- Arcade flyer
- Developer: Namco
- Publisher: Namco
- Designer: Yutaka Kounoe
- Platform: Arcade
- Release: JP: December 1991;
- Genre: Multidirectional shooter
- Modes: Single-player, multiplayer

= Tank Force =

1991 video game

 is a 1991 multidirectional shooter video game developed and published by Namco for arcades. It was released only in Japan in December 1991. It was designed by Yutaka Kounoe, whose works include Dig Dug, Lucky & Wild, and Point Blank. The game is a sequel to Namco's Battle City (1985), itself a successor to Tank Battalion (1980). In 2017, the two-player version was re-released for the Nintendo Switch as part of the Namco Museum compilation. Hamster Corporation also released the game as part of their Arcade Archives series for the Nintendo Switch and PlayStation 4 in January 2023.

==Gameplay==
The gameplay is much like that of Tank Battalion, except that this time up to two (on an upright model) or four (on a cocktail) players can play simultaneously. There are seven new types of enemy tanks (Normal Tanks, Speed Tanks, Hard Tanks, Big Tanks, Rapid Tanks, Tomahawk Tanks and Jeeps) and fifteen types of powerups (Bonus 500, 1000, 2000 and 3000, Shot Powerup, 4-Way Shot, Hyper Shot, Ripple Laser, Twin Shot, Small, Shield, Bomb Attack, Timer Stop, Force Field and Extend) which appear for players to collect in order to increase their tanks' firepower and boost their score.
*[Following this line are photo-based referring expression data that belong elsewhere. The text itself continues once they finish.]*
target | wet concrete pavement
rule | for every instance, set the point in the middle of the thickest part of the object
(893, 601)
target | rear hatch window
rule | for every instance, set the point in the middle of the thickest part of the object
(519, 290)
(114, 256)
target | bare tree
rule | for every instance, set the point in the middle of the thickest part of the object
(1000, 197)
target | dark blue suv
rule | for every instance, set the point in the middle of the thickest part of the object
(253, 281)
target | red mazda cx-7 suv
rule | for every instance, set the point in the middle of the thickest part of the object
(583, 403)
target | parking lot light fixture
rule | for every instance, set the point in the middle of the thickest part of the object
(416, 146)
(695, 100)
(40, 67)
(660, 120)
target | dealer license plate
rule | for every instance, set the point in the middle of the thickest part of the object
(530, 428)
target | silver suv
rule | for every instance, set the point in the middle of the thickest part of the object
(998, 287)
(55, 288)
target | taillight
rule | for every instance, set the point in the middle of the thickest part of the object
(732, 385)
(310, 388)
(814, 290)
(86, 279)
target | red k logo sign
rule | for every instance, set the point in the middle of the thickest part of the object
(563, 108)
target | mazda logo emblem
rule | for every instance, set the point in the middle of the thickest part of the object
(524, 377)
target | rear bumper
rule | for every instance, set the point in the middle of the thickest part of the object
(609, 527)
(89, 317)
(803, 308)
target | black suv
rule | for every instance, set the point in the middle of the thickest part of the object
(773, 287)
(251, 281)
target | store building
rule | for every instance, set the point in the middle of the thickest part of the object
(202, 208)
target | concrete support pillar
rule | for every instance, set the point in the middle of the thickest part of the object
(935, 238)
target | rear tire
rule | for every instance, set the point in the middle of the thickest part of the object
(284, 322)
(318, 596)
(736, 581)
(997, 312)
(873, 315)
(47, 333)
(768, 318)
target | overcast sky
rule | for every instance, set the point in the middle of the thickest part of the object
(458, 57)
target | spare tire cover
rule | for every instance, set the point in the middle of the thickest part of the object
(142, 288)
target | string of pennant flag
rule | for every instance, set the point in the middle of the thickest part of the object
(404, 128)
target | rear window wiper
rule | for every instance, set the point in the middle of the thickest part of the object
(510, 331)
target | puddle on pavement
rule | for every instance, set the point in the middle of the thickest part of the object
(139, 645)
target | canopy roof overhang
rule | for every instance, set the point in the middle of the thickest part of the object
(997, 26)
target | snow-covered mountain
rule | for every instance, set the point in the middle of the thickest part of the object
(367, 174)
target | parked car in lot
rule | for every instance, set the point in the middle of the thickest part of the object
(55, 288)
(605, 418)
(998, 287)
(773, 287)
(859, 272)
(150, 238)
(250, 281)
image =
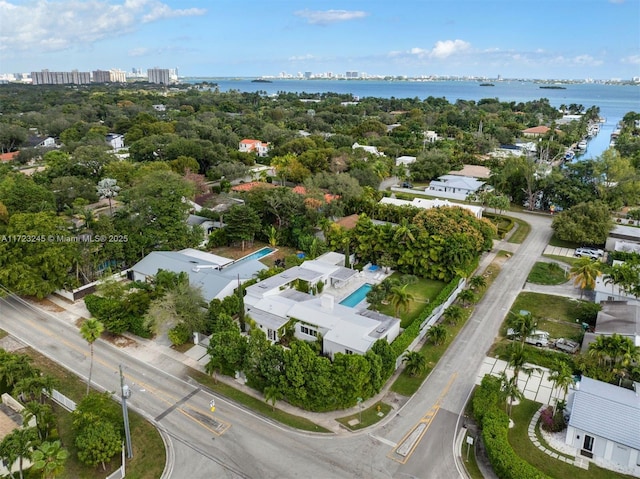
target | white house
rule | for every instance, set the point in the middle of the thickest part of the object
(369, 149)
(604, 424)
(428, 204)
(254, 146)
(276, 302)
(455, 186)
(116, 141)
(216, 276)
(405, 160)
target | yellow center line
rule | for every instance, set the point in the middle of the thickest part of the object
(424, 422)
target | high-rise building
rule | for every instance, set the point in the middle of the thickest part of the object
(159, 76)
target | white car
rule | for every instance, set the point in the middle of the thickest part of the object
(593, 253)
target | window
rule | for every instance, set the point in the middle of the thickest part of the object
(308, 331)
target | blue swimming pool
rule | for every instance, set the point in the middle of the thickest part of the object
(258, 254)
(357, 296)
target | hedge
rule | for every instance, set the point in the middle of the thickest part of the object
(495, 429)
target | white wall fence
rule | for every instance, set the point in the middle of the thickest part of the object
(435, 315)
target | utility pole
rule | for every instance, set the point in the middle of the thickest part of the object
(125, 394)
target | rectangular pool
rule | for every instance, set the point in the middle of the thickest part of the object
(357, 296)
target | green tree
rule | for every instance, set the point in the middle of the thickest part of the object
(18, 446)
(272, 395)
(50, 458)
(414, 362)
(90, 330)
(584, 273)
(437, 334)
(98, 443)
(585, 223)
(39, 267)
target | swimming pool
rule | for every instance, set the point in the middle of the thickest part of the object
(257, 254)
(357, 296)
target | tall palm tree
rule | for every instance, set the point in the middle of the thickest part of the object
(437, 334)
(562, 377)
(400, 298)
(414, 362)
(510, 390)
(91, 330)
(584, 273)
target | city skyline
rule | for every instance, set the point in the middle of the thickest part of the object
(567, 39)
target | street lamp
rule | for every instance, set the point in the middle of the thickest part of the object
(126, 394)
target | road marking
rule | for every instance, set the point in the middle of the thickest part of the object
(407, 445)
(383, 440)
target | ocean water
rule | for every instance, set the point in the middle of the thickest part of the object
(614, 101)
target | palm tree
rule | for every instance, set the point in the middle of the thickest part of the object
(91, 330)
(584, 273)
(437, 334)
(453, 314)
(510, 390)
(466, 296)
(477, 282)
(17, 446)
(414, 362)
(400, 298)
(272, 394)
(50, 458)
(562, 377)
(523, 323)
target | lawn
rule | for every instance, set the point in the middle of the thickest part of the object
(523, 447)
(424, 291)
(366, 417)
(256, 405)
(148, 448)
(547, 273)
(555, 314)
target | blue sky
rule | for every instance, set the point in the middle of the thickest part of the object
(569, 39)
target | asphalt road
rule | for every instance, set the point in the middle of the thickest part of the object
(235, 443)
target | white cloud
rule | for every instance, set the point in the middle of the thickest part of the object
(299, 58)
(58, 25)
(633, 60)
(325, 17)
(442, 49)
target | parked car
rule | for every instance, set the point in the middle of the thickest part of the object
(566, 345)
(537, 338)
(593, 253)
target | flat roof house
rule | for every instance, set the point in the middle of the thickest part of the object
(604, 424)
(275, 302)
(216, 276)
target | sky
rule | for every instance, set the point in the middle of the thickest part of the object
(551, 39)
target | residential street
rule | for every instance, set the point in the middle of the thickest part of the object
(234, 442)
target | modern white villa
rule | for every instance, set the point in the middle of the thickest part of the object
(604, 424)
(428, 204)
(338, 314)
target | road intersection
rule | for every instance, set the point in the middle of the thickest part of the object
(417, 439)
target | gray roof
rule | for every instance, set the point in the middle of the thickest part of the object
(607, 411)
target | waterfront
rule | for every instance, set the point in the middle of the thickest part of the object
(614, 101)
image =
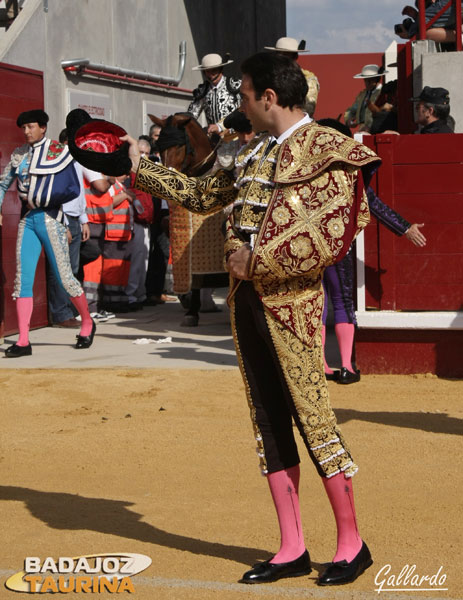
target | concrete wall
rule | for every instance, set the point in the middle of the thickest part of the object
(143, 36)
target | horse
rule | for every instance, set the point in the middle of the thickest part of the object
(184, 145)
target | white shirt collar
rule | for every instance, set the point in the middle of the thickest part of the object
(304, 121)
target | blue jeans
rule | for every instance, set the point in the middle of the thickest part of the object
(61, 307)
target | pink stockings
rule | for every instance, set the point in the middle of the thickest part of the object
(24, 308)
(345, 336)
(284, 487)
(339, 490)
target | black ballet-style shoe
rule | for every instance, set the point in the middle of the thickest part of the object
(16, 351)
(346, 376)
(334, 376)
(266, 571)
(85, 341)
(342, 572)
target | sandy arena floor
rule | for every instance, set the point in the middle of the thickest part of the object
(162, 463)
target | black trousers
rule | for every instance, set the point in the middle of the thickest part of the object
(278, 393)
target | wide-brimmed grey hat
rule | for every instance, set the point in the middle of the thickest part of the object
(370, 71)
(288, 45)
(211, 61)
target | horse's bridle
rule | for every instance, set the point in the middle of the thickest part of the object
(174, 136)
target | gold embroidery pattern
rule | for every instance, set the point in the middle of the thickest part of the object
(232, 242)
(312, 149)
(252, 410)
(303, 371)
(202, 195)
(311, 233)
(256, 188)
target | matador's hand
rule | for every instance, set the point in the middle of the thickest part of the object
(238, 262)
(415, 236)
(134, 153)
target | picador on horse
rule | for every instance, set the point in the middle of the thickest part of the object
(196, 241)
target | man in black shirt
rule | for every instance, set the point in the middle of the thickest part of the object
(432, 110)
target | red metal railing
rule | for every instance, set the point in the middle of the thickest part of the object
(423, 26)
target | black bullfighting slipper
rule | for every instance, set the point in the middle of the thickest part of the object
(346, 376)
(267, 571)
(16, 351)
(342, 572)
(334, 376)
(85, 341)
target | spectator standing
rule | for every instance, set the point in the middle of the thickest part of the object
(338, 279)
(359, 113)
(106, 276)
(62, 310)
(139, 244)
(442, 31)
(290, 47)
(432, 110)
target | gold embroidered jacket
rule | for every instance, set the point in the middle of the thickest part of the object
(316, 208)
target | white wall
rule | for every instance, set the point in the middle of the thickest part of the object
(142, 35)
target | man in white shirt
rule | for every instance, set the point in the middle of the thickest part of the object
(62, 311)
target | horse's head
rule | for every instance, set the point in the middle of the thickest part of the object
(183, 144)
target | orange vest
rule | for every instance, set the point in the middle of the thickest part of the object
(99, 208)
(118, 225)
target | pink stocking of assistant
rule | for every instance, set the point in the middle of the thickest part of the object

The enemies also roll into view from the top of the screen instead of just appearing and can also enter from the left and right sides. Every fourth round is a "boss" round where the players must fight Train Cannons, AK Tanks and Boss Cannons at the top of the screen as well as the round's regular enemies. The players cannot destroy their own headquarters walls, when one player shoots another they will be pushed back. The game has an ending which will be seen after clearing all thirty-six rounds.

==Reception==
Game Machine reported that Tank Force was the fourth most-popular arcade game of February 1992.

In his review for Namco Museum on the Nintendo Switch, Damien McFerran of Nintendo Life said that Tank Force made for an odd inclusion due to its obscurity, describing it as "Pac-Man with tanks and destructible environments".